AI Art Weekly #80

Hello there, my fellow dreamers, and welcome to issue #80 of AI Art Weekly! 👋

Another wild week in AI is behind us. A few creepy robots, some AI wearables, Meta releasing Llama 3 and 120+ papers later I bring you the latest and greatest from the generative computer vision front!

In this issue:

  • 3D: MeshLRM, Video2Game, LoopGaussian, StyleCity, RefFusion, InFusion, REACTO, DG-Mesh
  • Motion: in2IN, TeSMo
  • Video: Generative AI in Adobe Premiere Pro, VideoGigaGAN, VASA-1, Ctrl-Adapter, FlowSAM
  • Image: Stable Diffusion 3 API, Magic Clothing, MoA, StyleBooth, MOWA, IntrinsicAnything, CustomDiffusion360, AniClipart
  • and more!

Cover Challenge 🎨

Theme: hysteria
117 submissions by 74 artists
AI Art Weekly Cover Art Challenge hysteria submission by JewliaSparks
🏆 1st: @JewliaSparks
AI Art Weekly Cover Art Challenge hysteria submission by onchainsherpa
🥈 2nd: @onchainsherpa
AI Art Weekly Cover Art Challenge hysteria submission by demon_ai_
🥉 3rd: @demon_ai_
AI Art Weekly Cover Art Challenge hysteria submission by eathanor
🧡 4th: @eathanor

News & Papers


MeshLRM: Large Reconstruction Model for High-Quality Mesh

Adobe upgraded their LRM model and now supports high-quality mesh reconstruction. It’s called MeshLRM, requires four input images, and can generate meshes in less than one second. It also supports text-to-3D and single-image-to-3D generations by first generating the 4 base images.

MeshLRM examples

Video2Game: Real-time, Interactive, Realistic and Browser-Compatible Environment from a Single Video

These high-quality assets need a home, don’t you think? Video2Game can automatically convert videos of real-world scenes into realistic and interactive game environments. You can play a demo game here.

Video2Game garden demo

LoopGaussian: Creating 3D Cinemagraph with Multi-view Images via Eulerian Motion Field

LoopGaussian can convert multi-view images of a stationary scene into authentic 3D cinemagraphs. The 3D cinemagraphs can be rendered from a novel viewpoint to obtain a natural seamless loopable video.
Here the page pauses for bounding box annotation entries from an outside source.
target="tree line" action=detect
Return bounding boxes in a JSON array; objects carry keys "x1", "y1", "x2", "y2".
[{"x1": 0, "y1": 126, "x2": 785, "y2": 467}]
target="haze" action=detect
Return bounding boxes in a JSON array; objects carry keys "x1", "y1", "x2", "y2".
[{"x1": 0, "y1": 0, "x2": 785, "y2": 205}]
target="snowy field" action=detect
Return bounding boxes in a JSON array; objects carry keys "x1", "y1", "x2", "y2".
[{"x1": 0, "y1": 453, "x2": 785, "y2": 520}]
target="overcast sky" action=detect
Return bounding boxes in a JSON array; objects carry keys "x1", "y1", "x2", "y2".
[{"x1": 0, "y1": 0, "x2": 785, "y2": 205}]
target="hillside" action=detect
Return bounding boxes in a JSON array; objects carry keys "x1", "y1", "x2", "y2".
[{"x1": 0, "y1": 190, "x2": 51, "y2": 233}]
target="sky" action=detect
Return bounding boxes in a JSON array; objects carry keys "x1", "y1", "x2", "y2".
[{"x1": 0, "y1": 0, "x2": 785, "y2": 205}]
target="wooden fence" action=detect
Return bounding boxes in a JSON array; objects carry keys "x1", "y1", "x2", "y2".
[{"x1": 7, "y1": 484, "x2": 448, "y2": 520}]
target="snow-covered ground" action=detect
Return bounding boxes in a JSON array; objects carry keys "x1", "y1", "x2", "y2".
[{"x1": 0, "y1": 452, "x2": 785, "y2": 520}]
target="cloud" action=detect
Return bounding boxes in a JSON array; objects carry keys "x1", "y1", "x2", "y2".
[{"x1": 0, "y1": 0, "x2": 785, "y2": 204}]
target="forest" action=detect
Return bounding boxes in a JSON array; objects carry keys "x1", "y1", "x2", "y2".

LoopGaussian Ficus example

StyleCity: Large-Scale 3D Urban Scenes Stylization with Vision-and-Text Reference via Progressive Optimization

StyleCity can stylize a 3D textured mesh of a large-scale urban scene in a semantics-aware fashion and generate a harmonic omnidirectional sky background.
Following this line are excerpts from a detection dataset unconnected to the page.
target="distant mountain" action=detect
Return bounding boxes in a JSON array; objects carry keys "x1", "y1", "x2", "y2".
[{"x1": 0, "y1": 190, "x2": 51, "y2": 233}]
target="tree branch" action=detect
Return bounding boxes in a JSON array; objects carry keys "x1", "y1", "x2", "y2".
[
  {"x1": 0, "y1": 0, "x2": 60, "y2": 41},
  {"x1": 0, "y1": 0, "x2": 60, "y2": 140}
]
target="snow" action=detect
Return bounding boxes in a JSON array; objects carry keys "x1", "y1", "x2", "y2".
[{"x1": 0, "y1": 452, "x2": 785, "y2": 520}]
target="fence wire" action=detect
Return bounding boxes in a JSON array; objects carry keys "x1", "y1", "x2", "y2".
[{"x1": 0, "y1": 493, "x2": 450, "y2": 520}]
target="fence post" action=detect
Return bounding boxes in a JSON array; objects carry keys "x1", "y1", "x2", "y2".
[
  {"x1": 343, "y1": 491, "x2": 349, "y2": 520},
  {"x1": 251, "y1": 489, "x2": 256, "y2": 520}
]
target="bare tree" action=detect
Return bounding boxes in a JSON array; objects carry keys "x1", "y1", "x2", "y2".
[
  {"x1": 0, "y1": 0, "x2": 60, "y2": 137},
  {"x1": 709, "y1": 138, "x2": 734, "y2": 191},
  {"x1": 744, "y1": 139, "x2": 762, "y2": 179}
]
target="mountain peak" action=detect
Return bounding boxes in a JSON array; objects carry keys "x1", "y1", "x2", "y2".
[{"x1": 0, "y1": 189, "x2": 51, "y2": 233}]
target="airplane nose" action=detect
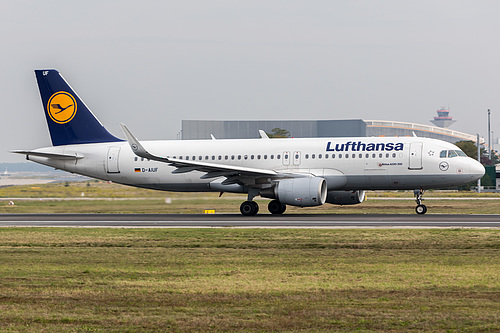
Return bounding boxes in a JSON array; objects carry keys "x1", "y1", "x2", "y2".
[{"x1": 470, "y1": 159, "x2": 486, "y2": 180}]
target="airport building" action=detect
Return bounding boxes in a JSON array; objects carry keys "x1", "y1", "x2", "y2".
[{"x1": 181, "y1": 119, "x2": 477, "y2": 143}]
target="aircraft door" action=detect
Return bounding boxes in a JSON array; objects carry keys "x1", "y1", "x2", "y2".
[
  {"x1": 106, "y1": 147, "x2": 120, "y2": 173},
  {"x1": 283, "y1": 151, "x2": 290, "y2": 165},
  {"x1": 408, "y1": 142, "x2": 423, "y2": 170},
  {"x1": 293, "y1": 151, "x2": 300, "y2": 165}
]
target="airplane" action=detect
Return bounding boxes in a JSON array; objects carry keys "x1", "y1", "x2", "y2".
[{"x1": 12, "y1": 69, "x2": 485, "y2": 216}]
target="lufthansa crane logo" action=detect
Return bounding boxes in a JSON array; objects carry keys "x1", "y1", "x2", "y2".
[{"x1": 47, "y1": 91, "x2": 76, "y2": 124}]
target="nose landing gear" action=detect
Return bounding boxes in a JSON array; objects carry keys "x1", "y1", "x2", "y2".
[{"x1": 413, "y1": 189, "x2": 427, "y2": 215}]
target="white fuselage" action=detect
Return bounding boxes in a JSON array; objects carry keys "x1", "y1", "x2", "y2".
[{"x1": 29, "y1": 137, "x2": 484, "y2": 192}]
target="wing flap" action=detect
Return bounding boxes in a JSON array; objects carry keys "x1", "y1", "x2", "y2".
[{"x1": 120, "y1": 124, "x2": 278, "y2": 178}]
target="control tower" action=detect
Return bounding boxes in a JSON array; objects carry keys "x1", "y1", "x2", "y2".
[{"x1": 431, "y1": 107, "x2": 456, "y2": 127}]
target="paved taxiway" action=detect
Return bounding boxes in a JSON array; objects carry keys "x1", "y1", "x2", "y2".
[{"x1": 0, "y1": 214, "x2": 500, "y2": 228}]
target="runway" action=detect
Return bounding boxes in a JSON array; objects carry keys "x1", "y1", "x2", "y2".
[{"x1": 0, "y1": 214, "x2": 500, "y2": 228}]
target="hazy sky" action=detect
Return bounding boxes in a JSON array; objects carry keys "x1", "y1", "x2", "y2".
[{"x1": 0, "y1": 0, "x2": 500, "y2": 162}]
Hallucination of magic times of a day for a city.

RefFusion: Reference Adapted Diffusion Models for 3D Scene Inpainting

RefFusion is a 3D scene inpainting method that can insert objects into a scene and outpaint it to complete it.

RefFusion inpainting

InFusion: Inpainting 3D Gaussians via Learning Depth Completion from Diffusion Prior

InFusion on the other hand can inpaint 3D Gaussian point clouds and meshes into a scene. This can be used for texture editing, object insertion, and object completion through editing a single image.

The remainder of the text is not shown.